The impact of social distancing, contact tracing, and case isolation interventions to suppress the COVID-19 epidemic: A modeling study

Abstract

Introduction: Most countries are dependent on nonpharmaceutical public health interventions such as social distancing, contact tracing, and case isolation to mitigate COVID-19 spread until medicines or vaccines widely available. Minimal research has been performed on the independent and combined impact of each of these interventions based on empirical case data.

Methods: We obtained data from all confirmed COVID-19 cases from January 7th to February 22nd 2020 in Zhejiang Province, China, to fit an age-stratified compartmental model using human contact information before and during the outbreak. The effectiveness of social distancing, contact tracing, and case isolation was studied and compared in simulation. We also simulated a two-phase reopening scenario to assess whether various strategies combining nonpharmaceutical interventions are likely to achieve population-level control of a second-wave epidemic.
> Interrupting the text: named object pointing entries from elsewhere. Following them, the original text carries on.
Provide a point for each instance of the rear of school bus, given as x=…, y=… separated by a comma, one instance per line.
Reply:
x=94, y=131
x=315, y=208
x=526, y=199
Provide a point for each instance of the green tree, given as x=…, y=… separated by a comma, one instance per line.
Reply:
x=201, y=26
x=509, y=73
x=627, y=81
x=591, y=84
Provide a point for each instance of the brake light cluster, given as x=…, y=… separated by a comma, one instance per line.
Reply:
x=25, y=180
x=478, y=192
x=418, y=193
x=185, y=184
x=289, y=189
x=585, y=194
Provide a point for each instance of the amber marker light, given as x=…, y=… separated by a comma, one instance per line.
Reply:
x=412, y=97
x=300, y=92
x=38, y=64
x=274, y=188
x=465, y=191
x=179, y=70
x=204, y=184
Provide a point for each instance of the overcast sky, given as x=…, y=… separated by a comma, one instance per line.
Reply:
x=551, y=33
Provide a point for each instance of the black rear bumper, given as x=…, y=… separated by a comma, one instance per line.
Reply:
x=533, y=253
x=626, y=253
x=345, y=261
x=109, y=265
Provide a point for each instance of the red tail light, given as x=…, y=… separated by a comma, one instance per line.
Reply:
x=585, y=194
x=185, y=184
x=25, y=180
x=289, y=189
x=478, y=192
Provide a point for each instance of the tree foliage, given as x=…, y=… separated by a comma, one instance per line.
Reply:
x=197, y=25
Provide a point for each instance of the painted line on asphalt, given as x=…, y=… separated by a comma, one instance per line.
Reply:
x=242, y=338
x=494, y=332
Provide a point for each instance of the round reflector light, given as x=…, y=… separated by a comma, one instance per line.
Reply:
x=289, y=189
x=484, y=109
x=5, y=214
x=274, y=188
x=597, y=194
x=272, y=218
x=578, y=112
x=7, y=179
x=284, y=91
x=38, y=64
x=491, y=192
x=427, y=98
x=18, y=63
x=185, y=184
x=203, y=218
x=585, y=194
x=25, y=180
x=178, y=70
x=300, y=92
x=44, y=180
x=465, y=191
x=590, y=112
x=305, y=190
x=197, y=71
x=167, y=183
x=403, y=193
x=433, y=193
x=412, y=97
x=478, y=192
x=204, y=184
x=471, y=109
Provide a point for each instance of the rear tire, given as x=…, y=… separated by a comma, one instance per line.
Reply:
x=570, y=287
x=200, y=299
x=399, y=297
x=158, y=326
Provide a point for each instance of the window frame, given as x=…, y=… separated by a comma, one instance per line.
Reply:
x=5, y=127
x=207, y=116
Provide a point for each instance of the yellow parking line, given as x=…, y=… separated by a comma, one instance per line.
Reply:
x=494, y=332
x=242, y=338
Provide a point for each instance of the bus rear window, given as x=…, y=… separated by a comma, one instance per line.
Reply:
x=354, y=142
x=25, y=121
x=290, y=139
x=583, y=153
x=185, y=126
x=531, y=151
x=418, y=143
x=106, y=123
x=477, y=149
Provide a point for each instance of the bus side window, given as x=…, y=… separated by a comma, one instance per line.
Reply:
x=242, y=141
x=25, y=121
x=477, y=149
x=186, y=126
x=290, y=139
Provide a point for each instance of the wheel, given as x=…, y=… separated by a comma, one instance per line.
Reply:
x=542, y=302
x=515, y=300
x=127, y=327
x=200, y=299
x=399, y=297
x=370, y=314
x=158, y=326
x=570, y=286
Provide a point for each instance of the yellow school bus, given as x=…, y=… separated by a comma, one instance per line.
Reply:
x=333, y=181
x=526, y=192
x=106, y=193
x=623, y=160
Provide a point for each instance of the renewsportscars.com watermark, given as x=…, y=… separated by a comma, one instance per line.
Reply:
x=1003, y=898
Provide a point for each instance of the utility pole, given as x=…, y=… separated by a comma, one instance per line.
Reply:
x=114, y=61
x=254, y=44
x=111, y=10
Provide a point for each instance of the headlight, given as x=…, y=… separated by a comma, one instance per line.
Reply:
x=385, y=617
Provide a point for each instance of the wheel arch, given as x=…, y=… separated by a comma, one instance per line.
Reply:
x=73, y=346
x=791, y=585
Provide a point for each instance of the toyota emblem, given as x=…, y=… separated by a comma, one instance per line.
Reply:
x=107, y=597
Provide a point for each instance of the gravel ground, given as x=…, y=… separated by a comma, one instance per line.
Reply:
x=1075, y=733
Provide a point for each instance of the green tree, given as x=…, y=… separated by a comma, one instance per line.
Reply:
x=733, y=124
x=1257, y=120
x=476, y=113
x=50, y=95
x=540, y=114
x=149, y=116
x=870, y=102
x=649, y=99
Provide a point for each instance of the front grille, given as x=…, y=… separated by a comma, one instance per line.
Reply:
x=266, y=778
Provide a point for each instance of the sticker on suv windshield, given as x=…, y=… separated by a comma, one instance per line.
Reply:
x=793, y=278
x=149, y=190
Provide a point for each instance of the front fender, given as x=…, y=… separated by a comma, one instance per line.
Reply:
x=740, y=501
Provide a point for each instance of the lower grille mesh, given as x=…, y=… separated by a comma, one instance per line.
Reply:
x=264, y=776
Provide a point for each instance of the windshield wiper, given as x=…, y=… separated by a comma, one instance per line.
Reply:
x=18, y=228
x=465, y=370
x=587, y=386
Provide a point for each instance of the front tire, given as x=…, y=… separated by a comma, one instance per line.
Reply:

Results: Our study sample included 1,218 symptomatic cases with COVID-19, of which 664 had no inter-province travel history. Results suggest that 36.5 % (95 % CI, 12.8-57.1) of contacts were quarantined, and approximately five days (95 % CI, 2.2-11.0) were needed to detect and isolate a case. As contact networks would increase after societal and economic reopening, avoiding a second wave without strengthening nonpharmaceutical interventions compared to the first wave it would be exceedingly difficult.

Conclusions: Continuous attention and further improvement of nonpharmaceutical interventions are needed in second-wave prevention. Specifically, contact tracing merits further attention.

Keywords: COVID-19; Case isolation; Contact tracing; Modeling; Social distancing.

Fig. 1

Model compartments diagram.

Fig. 2

Epidemic curve of the COVID-19 outbreak in Zhejiang and model fitting results. (A) Fitted sigmoid function of social contact change. Zhejiang changed its infectious disease alert category to the highest level on January 23rd, 2020 (left red vertical line) and started a comprehensive set of restrictions on February 1st, 2020 (right red vertical line). (B) The distribution of isolation speed (days). (C) The distribution of contact tracing proportion. (D) Model fitting curve and observed counts of confirmed symptomatic cases by their symptom onset date.

Fig. 3

Scenarios of the epidemic curve with varied case isolation speed ($\epsilon$) and contact tracing proportion (p) by increasing or decreasing 20 %. For example, contact tracing proportion decreased by 20 % means the proportion changed from p to 0.8*p; isolation speed decreased by 20 % means days need for a case’s isolation changed from ε to 0.8*ε days. Line: mean value, color band: 95 % prediction interval.

Fig. 4

Heatmap of the ratio of the predicted total number of cases over observed values with different contact tracing proportion, case isolation speed and social contact strength during the outbreak. When the strength of the contact matrix (the CNT level during the outbreak) increased, potential alternative strategies related to case tracing and isolation speed which could suppress the epidemic curve closed to the observed level (ratio close to 1, the blue area) drop quickly.

Fig. 5

The two-phases reopening with varied case isolation speed and contact quarantine proportion. Green area was the 1st phase, purple area was the 2nd phase. Case isolation speed and contact quarantine proportion were hold at the fitted value of the outbreak period through reopening phases in the scenario 1 but varied in scenario 2 and 3. There was an apparent second wave in the first scenario, but much smaller in the second one and almost avoid in the last scenario. In these theoretical simulations, the second wave heavily depended on case isolation speed and contact quarantine proportion.